4.5 Maximum frequency: The maximum frequency is the maximum frequency output by the inverter, which is usually set to 1.1 times the rated frequency of the motor.
4.6 Torque Boost: Torque boost is a function that increases the output torque of the motor at low frequencies to ensure that the motor can still operate normally at low frequencies.
5. Application scenarios of frequency converters
5.1 Fan and pump loads: Variable frequency drives can enable energy-saving operation of fan and pump loads by adjusting the motor speed to achieve precise control of flow and pressure.
5.2 Conveyor belts and conveyors: Frequency converters can achieve soft start and soft stop of conveyor belts and conveyors, reducing mechanical shock and wear.
5.3 Machine tools and robots: Variable frequency drives can achieve precise positioning and speed control of machine tools and robots, improving machining accuracy and production efficiency.

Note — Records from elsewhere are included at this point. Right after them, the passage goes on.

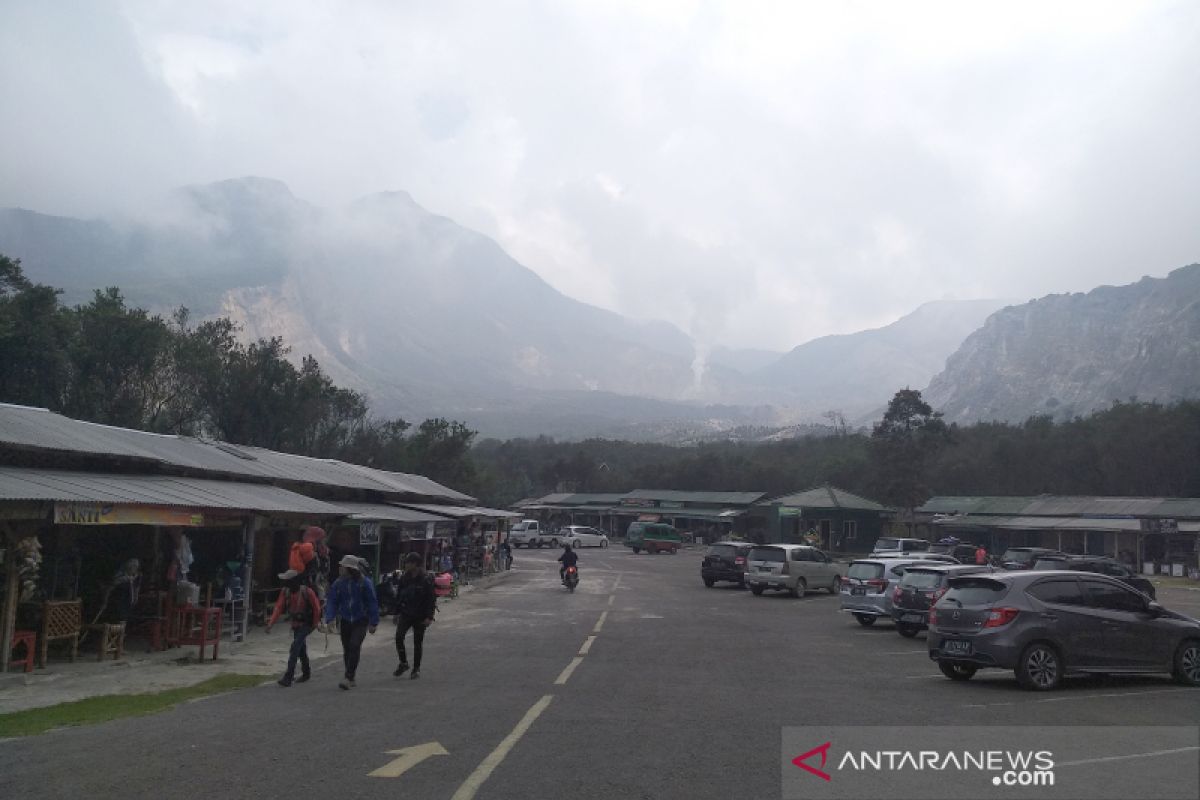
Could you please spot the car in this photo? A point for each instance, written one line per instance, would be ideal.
(868, 587)
(582, 536)
(796, 569)
(528, 533)
(1024, 558)
(921, 587)
(726, 561)
(1102, 565)
(898, 545)
(1047, 625)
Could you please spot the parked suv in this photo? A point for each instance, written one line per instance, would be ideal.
(792, 567)
(869, 583)
(921, 587)
(1101, 565)
(899, 546)
(1024, 558)
(1047, 625)
(726, 561)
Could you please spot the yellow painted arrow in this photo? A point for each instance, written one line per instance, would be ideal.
(408, 758)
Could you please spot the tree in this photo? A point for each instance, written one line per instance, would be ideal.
(904, 444)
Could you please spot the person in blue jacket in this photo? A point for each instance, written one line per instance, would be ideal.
(352, 601)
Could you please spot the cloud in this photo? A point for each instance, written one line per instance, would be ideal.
(757, 173)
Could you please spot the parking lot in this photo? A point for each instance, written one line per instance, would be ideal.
(642, 684)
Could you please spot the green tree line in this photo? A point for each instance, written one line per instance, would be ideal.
(107, 362)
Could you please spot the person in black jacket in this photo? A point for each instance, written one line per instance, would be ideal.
(415, 603)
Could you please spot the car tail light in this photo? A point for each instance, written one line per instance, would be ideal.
(1001, 617)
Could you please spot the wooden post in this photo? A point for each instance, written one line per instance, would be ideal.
(247, 569)
(12, 587)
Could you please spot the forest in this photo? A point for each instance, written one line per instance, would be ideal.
(107, 362)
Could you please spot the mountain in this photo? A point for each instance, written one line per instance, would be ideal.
(858, 373)
(1067, 355)
(426, 317)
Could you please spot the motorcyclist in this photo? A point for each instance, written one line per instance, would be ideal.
(569, 558)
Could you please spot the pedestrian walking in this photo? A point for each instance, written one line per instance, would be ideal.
(300, 603)
(418, 602)
(352, 602)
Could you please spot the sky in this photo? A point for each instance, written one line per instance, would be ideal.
(757, 173)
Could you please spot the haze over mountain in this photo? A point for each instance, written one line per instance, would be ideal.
(430, 318)
(1067, 355)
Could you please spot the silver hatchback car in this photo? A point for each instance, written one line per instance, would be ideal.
(1047, 625)
(869, 583)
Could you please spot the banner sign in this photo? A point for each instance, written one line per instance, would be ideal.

5.4 Elevators and Cranes: Frequency converters can enable smooth operation and precise control of elevators and cranes, improving safety and comfort.
6. Advantages and disadvantages of frequency converters
6.1 Advantages:
6.1.1 Energy saving: Energy-saving operation is achieved by adjusting the motor speed.
6.1.2 Precise control: It can achieve precise control of motor speed, thereby improving production efficiency and product quality.
6.1.3 Soft start and soft stop: Reduce mechanical shock and wear, and extend equipment life.
6.1.4 Reduce noise: Reduce the noise of the motor during operation and improve the working environment.
6.2 Disadvantages:
6.2.1 Higher cost: The price of frequency converters is relatively high, which increases the equipment investment cost.
6.2.2 Complex installation and commissioning: The installation and commissioning of frequency converters require professional knowledge and experience.
6.2.3 Impact on the power grid: The harmonics of the frequency converter will have a certain impact on the power grid, and corresponding measures need to be taken to suppress them.
in conclusion
A frequency converter is a highly efficient, energy-saving, and precise motor control device widely used in various industrial fields. By properly setting the parameters of the frequency converter, precise control of motor speed can be achieved, improving production efficiency and product quality.